The authors observed the spring sitting of the Part 2B Examination of the FRCR in London, from Saturday, 9 April, to Friday, 15 April 2016.
Report structure
Although the principal focus of the Observership was the Part 2B examination, CR delegates assessed broader aspects of the FRCR, including the findings of an independent review of their examination by medical education experts, commissioned in 2014.1
This report presents a broad overview of current FRCR practices, followed by a detailed analysis of each component of the examination, including review findings, and reflects on the implications for the FC Rad Diag(SA).

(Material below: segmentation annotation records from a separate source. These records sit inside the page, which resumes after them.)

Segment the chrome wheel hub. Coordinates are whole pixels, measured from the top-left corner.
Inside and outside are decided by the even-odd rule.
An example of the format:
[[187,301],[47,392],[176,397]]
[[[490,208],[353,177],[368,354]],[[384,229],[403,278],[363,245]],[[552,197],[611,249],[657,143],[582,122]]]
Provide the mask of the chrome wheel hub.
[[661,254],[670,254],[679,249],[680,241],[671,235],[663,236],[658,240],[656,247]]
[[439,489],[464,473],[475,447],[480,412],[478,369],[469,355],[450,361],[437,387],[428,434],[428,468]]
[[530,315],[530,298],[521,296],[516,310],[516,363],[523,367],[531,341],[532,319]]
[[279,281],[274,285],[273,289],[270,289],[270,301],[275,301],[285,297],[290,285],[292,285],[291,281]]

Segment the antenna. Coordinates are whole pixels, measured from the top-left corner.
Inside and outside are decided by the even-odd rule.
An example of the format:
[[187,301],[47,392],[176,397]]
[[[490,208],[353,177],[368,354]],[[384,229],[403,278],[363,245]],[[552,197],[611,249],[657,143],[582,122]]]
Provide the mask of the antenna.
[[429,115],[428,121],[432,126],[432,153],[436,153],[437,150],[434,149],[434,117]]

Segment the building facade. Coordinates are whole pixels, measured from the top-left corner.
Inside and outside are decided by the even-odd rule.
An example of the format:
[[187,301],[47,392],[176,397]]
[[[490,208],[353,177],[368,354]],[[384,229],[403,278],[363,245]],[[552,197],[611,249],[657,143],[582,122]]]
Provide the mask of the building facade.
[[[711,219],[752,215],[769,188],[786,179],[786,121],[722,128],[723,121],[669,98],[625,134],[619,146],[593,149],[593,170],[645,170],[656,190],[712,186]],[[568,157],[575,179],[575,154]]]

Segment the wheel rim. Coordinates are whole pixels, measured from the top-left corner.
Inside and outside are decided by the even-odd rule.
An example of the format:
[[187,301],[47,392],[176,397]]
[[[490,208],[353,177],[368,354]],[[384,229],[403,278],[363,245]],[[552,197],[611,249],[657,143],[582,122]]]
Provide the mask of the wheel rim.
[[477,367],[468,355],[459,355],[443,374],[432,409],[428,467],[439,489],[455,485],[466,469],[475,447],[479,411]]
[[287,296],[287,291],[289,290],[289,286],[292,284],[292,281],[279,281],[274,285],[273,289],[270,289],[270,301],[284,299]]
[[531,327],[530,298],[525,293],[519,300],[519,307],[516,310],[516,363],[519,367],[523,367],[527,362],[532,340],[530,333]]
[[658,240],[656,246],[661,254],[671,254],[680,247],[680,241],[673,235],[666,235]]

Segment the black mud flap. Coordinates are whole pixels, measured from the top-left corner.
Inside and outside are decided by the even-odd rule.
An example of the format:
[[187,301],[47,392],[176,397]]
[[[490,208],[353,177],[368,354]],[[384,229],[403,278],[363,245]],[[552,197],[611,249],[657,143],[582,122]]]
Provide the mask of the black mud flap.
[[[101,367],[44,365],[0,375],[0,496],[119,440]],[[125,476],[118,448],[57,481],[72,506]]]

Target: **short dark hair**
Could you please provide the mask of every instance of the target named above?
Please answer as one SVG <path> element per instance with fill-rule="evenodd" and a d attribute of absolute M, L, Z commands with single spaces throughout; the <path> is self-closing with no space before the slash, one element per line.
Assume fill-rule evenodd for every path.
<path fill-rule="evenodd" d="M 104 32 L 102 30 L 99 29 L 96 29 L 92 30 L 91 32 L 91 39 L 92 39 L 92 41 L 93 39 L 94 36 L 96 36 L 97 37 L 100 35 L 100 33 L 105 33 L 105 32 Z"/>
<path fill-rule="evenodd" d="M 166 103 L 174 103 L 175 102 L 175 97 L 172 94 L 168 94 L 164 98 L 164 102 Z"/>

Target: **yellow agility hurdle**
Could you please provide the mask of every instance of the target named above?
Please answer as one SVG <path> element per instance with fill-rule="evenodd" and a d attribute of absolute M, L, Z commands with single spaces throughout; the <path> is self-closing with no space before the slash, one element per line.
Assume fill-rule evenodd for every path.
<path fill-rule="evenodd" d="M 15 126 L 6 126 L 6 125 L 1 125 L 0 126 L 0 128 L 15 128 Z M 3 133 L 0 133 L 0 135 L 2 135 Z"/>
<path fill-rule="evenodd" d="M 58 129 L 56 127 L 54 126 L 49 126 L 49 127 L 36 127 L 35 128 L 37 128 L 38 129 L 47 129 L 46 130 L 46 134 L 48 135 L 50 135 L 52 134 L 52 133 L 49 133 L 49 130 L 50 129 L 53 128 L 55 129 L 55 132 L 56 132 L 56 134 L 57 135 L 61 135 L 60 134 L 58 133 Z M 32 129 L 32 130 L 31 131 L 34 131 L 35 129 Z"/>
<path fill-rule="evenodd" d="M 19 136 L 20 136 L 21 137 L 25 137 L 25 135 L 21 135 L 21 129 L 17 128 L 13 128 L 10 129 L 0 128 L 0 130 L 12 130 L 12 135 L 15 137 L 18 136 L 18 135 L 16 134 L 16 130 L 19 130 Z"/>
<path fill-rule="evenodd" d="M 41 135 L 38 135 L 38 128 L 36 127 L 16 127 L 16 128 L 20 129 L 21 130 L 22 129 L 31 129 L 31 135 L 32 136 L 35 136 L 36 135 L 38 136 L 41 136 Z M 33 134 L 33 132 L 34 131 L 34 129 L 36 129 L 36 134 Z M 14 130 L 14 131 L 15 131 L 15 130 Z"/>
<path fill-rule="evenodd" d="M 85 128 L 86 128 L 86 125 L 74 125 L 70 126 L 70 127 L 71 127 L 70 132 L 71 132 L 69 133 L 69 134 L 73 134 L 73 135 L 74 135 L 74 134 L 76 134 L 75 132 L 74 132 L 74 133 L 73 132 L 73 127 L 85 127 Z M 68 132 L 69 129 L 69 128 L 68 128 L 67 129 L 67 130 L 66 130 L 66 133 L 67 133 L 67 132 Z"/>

The report allows appreciation of the continued close alignment of the FC Rad Diag(SA) with the FRCR and highlights expected trends in the FC Rad Diag(SA). It also documents the increasing human resources required for successful conduct of examinations. It is thought that the report will be of interest and relevance to the broad South African radiological community and to those contemplating specialist training in the discipline. It is hoped that it will encourage wider involvement of radiological and medical physics colleagues in the various CR examination processes.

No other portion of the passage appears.